When one compares how Medicare functions compared to for profit health insurers, I know they pay claims faster, more accurately and don't deny coverage for services that are considered covered benefits.  Their payment policies are published.  Their administrative costs are between 3% and 4% while for profit insurers are 15% to 20%.  Medicare IS A GOVERNMENT RUN PLAN and functions very efficiently, much more so than for profit insurers.  That is why the insurers are so afraid of a government run plan because they know it can be less costly (as long as not only the sickest of the sick are allowed to join a "public plan.") 

Governor John Kitzhaber has some great ideas for health care reform that get at the delivery of and payment for health care.  Unfortunately he is not nationally prominent in this debate.  I'm disappointed OPB has not involved him and his ideas in their conversations.

The Teamster was right - we need a national health care program and rid ourselves of the insurance companies.  Too bad there wasn't a thorough discussion of single payer.

It looks like most of us who have responded on this blog are in favor of a single payer system, or at least something that would help to eliminate the role insurance companies play in the delivery of healthcare.  We are all frustrated and baffled why this option is not being discussed by the Congress.  But due to the big money and huge influence these corporations have on our congressional leaders, we should probably not be surprised.

Please take the opportunity to write a letter to your senators Wyden and Merkley and let them know how you feel.  I'm sure they are NOT reading the OPB blog to get opinions of constituents. 

We talk about the costs of health care and the reform of health care provision.  This is just treating a symptom. The problem, as many Americans percieve it, is that we live unhealthy lives and we therefore incure great health care costs.

I advocate a tax on unhealthy consumables like sugars and fats.  We would aim to diminish demand for the very elements in our diet that makes us less healthy and more costly as well as provided the government sorely needed revenue to cover health care expenditures.  

There is nothing inherently unhealthy about "sugars" and "fats" to warrant a tax.  You can consume reasonable amounts of sugar and fat and still be perfectly healthy. Would you tax olive oil or just Twinkies?

Beside the ridiculous conceptual idea of taxing them, in a functional sense it would be impossible.

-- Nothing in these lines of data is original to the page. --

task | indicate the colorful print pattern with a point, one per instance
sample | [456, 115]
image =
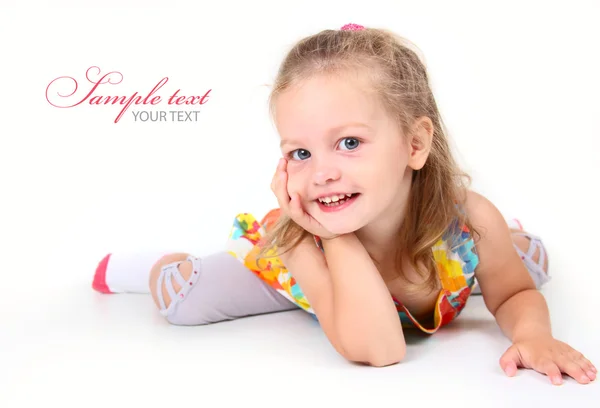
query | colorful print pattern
[454, 255]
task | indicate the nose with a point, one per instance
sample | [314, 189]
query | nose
[324, 173]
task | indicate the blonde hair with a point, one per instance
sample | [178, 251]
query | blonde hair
[401, 82]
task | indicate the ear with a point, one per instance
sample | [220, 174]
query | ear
[419, 142]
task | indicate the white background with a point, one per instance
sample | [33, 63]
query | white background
[517, 84]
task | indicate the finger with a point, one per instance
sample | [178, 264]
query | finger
[296, 210]
[280, 189]
[510, 361]
[552, 371]
[571, 367]
[276, 175]
[586, 366]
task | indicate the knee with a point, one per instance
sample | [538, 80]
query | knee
[185, 269]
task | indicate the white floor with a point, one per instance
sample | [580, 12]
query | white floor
[63, 343]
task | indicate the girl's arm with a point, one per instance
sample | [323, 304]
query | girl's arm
[353, 305]
[365, 316]
[520, 310]
[508, 290]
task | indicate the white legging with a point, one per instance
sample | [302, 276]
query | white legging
[224, 289]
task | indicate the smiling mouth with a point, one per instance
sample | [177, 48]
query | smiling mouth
[336, 200]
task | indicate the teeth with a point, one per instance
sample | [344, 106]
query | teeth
[334, 198]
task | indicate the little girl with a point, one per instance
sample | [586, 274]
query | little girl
[375, 232]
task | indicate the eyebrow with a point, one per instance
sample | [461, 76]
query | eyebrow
[331, 131]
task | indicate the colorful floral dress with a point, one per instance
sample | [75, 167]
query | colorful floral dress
[454, 255]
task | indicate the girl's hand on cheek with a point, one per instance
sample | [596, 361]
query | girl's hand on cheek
[291, 205]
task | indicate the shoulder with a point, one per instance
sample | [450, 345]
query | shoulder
[493, 235]
[500, 272]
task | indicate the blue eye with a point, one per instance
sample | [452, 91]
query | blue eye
[301, 152]
[350, 143]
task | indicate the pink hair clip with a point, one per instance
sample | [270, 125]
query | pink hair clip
[352, 27]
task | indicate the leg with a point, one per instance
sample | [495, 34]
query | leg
[197, 291]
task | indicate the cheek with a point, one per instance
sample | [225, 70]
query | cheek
[296, 182]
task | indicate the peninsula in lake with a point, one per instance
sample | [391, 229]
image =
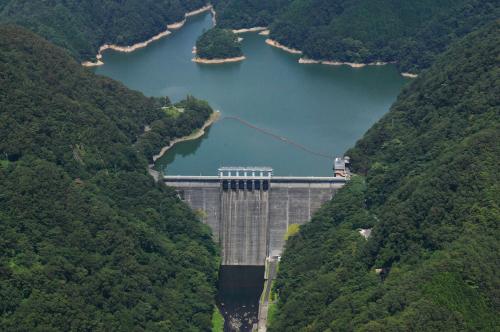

Whether or not Americans are unhealthy because of diet still speaks nothing to the issue of why America's health-care is currently so inefficient. There are not too many sick people, the system itself is sick and needs revamping. Diet is a separate issue.

Healthcare ought to be paid for by the government.  No bills, no paper.  Doctors are all salaried.  No windfalls for anyone.

I appreciate the fact that Think Out Loud produced a show on health care reform.  Clearly Single Payer is the  most efficient, ethical and least costly health care system that has been proposed. (but barely covered by the mainstream media) Judging from the comments, your listeners clearly understand this.  Please have a follow up show on Think Out Loud that focuses on the merits of single payer.